По данным Всемирной организации здравоохранения, ожирением страдают, например, более половины жителей островов Кука. На разных островах Полинезии доля ожирения варьирует от 35 до 50% и более[105]. Диабет зашкаливает: на Маршалловых островах он диагностирован у 47% жителей. Профессор Джонатан Шоу из австралийского Института сердца и диабета Бейкера говорит: «Это популяция с генетической предрасположенностью, и когда она сталкивается с западным образом жизни, то демонстрирует высокие уровни диабета. <…> Это, несомненно, вызвано высокой частотой ожирения»[106]. И почти четверть полинезийцев живут сегодня с гиперурикемией.
В исторической перспективе полинезийцы — выносливые люди, выдерживавшие длительные путешествия по воде.
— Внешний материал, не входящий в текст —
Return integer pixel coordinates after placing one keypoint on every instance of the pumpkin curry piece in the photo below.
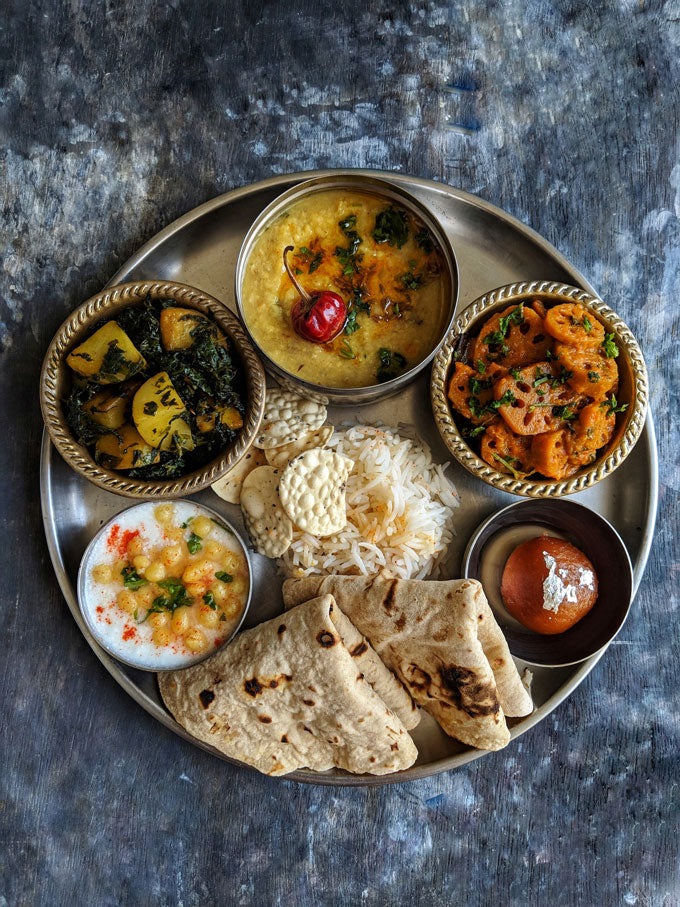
(539, 390)
(548, 585)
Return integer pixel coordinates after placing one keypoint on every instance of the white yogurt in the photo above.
(118, 632)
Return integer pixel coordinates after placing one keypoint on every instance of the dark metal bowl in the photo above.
(373, 186)
(496, 538)
(56, 376)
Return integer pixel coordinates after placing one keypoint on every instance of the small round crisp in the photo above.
(280, 457)
(312, 490)
(269, 528)
(286, 417)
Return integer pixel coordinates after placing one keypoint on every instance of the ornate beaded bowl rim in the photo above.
(548, 291)
(78, 325)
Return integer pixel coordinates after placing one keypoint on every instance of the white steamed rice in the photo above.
(400, 509)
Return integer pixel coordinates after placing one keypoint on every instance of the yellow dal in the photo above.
(413, 328)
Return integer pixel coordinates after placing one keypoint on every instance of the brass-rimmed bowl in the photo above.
(633, 387)
(56, 377)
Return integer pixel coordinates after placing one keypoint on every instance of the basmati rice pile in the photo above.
(399, 510)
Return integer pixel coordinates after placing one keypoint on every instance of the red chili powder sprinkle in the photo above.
(112, 540)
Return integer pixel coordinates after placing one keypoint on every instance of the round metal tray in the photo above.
(492, 248)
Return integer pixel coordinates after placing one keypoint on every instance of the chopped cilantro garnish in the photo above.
(346, 351)
(424, 240)
(612, 406)
(391, 226)
(611, 350)
(132, 579)
(391, 364)
(194, 543)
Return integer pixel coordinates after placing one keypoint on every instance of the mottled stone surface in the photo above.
(118, 117)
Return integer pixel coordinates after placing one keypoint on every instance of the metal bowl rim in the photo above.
(469, 459)
(91, 311)
(379, 186)
(102, 530)
(588, 514)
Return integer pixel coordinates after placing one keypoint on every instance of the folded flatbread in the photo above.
(441, 640)
(287, 695)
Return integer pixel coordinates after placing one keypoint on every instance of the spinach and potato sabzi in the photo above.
(156, 393)
(539, 392)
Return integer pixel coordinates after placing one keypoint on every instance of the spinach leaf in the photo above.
(391, 226)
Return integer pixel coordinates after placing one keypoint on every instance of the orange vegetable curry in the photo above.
(539, 390)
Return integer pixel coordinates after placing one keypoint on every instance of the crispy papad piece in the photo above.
(287, 695)
(441, 640)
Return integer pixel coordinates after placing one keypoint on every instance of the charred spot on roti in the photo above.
(206, 697)
(477, 699)
(419, 679)
(253, 687)
(388, 601)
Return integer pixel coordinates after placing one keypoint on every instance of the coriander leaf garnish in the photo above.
(132, 579)
(221, 525)
(612, 406)
(346, 351)
(611, 350)
(194, 543)
(391, 364)
(424, 240)
(209, 600)
(473, 432)
(411, 281)
(391, 226)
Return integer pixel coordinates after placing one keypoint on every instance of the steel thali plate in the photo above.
(492, 249)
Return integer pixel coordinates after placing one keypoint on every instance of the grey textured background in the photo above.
(116, 118)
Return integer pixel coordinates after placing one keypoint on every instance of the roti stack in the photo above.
(441, 640)
(289, 694)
Но они несут в себе те самые гены запасливости, которые позволили им выжить в дальних морских миграциях, а теперь, в XXI в., усложняют жизнь. Сегодня эти люди могут покупать дешевые, высококалорийные, богатые сахарами продукты глубокой переработки. Любопытно, что в полинезийских странах, таких как Фиджи, где присутствует смешение национальностей (чуть более половины коренных, а большинство оставшихся — индийского происхождения), частота ожирения гораздо ниже и составляет 36,4%. У 40% полинезийцев из почти 10 млн человек диагностированы те или иные неинфекционные заболевания (например, диабет, сердечно-сосудистые расстройства и гипертония), которые можно связать как с хроническим расстройством метаболизма сахара в крови, так и с повышенным уровнем мочевой кислоты. Более того, только на эти болезни приходится ¾ смертей в этом регионе, а также 40–60% общих расходов на здравоохранение[107].
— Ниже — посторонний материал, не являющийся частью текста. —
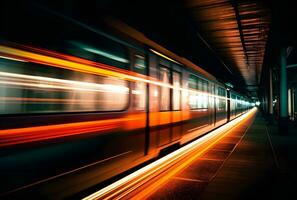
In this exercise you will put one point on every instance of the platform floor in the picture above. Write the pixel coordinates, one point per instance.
(254, 161)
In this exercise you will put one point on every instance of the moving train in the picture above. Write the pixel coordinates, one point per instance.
(76, 114)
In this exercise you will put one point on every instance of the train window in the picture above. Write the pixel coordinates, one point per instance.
(139, 96)
(27, 88)
(199, 99)
(165, 91)
(192, 82)
(104, 51)
(139, 64)
(221, 101)
(202, 97)
(176, 78)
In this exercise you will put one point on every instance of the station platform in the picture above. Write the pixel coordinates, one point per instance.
(253, 161)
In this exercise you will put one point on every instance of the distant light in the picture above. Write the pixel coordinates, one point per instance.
(107, 55)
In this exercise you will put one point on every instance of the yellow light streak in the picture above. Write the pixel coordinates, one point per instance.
(75, 66)
(131, 182)
(163, 56)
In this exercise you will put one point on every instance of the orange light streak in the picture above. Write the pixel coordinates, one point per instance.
(98, 69)
(38, 133)
(126, 185)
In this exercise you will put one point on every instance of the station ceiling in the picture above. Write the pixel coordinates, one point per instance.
(232, 39)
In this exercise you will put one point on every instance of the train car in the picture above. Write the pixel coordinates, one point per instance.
(76, 114)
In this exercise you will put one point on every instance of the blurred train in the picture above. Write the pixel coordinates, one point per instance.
(79, 113)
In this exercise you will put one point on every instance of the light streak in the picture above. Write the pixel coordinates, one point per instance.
(105, 54)
(89, 68)
(30, 134)
(34, 81)
(14, 59)
(131, 182)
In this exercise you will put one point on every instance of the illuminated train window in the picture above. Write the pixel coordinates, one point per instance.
(199, 99)
(31, 88)
(165, 91)
(221, 102)
(176, 95)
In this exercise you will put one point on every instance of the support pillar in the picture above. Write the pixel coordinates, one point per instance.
(283, 120)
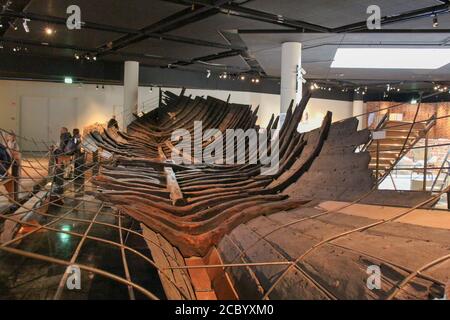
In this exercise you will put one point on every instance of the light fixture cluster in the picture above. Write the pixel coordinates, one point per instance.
(315, 86)
(440, 88)
(242, 77)
(49, 31)
(87, 56)
(435, 21)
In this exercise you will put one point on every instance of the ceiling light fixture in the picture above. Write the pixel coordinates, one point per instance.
(49, 31)
(435, 21)
(13, 26)
(391, 58)
(25, 25)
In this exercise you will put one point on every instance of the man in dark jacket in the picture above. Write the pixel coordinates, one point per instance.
(64, 138)
(5, 161)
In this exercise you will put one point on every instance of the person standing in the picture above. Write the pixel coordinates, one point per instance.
(112, 123)
(64, 138)
(13, 149)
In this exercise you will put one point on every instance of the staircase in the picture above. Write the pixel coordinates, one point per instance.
(444, 172)
(387, 152)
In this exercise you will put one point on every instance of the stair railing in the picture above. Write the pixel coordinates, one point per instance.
(445, 163)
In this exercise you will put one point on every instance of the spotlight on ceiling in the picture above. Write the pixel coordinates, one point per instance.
(435, 21)
(13, 26)
(25, 25)
(49, 31)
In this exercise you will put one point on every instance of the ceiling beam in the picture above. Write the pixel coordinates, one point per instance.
(235, 9)
(115, 29)
(176, 20)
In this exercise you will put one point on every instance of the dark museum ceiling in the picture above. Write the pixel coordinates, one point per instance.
(241, 36)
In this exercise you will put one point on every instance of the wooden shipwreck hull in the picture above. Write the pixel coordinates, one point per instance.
(243, 213)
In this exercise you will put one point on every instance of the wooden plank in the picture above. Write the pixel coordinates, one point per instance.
(161, 261)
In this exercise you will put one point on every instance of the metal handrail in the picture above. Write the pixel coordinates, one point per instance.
(440, 171)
Обеспокоенность здоровьем жителей Тихоокеанского региона растет уже не одно десятилетие. В 1960 г. доктора из Королевского госпиталя ревматических заболеваний (как он тогда назывался) в Новой Зеландии начали публиковать работы о резком всплеске метаболических расстройств и повышенных уровнях мочевой кислоты среди коренного маорийского населения[108]. Когда западные колонизаторы впервые столкнулись с народом маори в Новой Зеландии, они не заметили признаков подагры и даже ожирения, причем даже тогда, когда в Северной Европе подагра встречалась повсеместно. К середине XX в., однако, ее стали часто отмечать у жителей Тихоокеанского региона. Одно исследование 1975 г. гласит, что «у половины полинезийского населения Новой Зеландии, Раротонга, Пука-Пука и островов Токелау выявили гиперурикемию по общепринятым европейским и североамериканским стандартам, а связанная с ней подагра встречается у 10,2% маорийских мужчин от 20 лет и старше». Далее ученые пишут: «Тенденция к гиперурикемии и подагре, с одной стороны, и к ожирению, сахарному диабету, гипертонии и ассоциированным прогрессирующим сосудистым патологиям — с другой, проявляющимся по отдельности у некоторых жителей полинезийских островов Тихого океана, развиваются совместно у народов маори и самоа и представляют сложную и очень важную проблему в сфере здравоохранения»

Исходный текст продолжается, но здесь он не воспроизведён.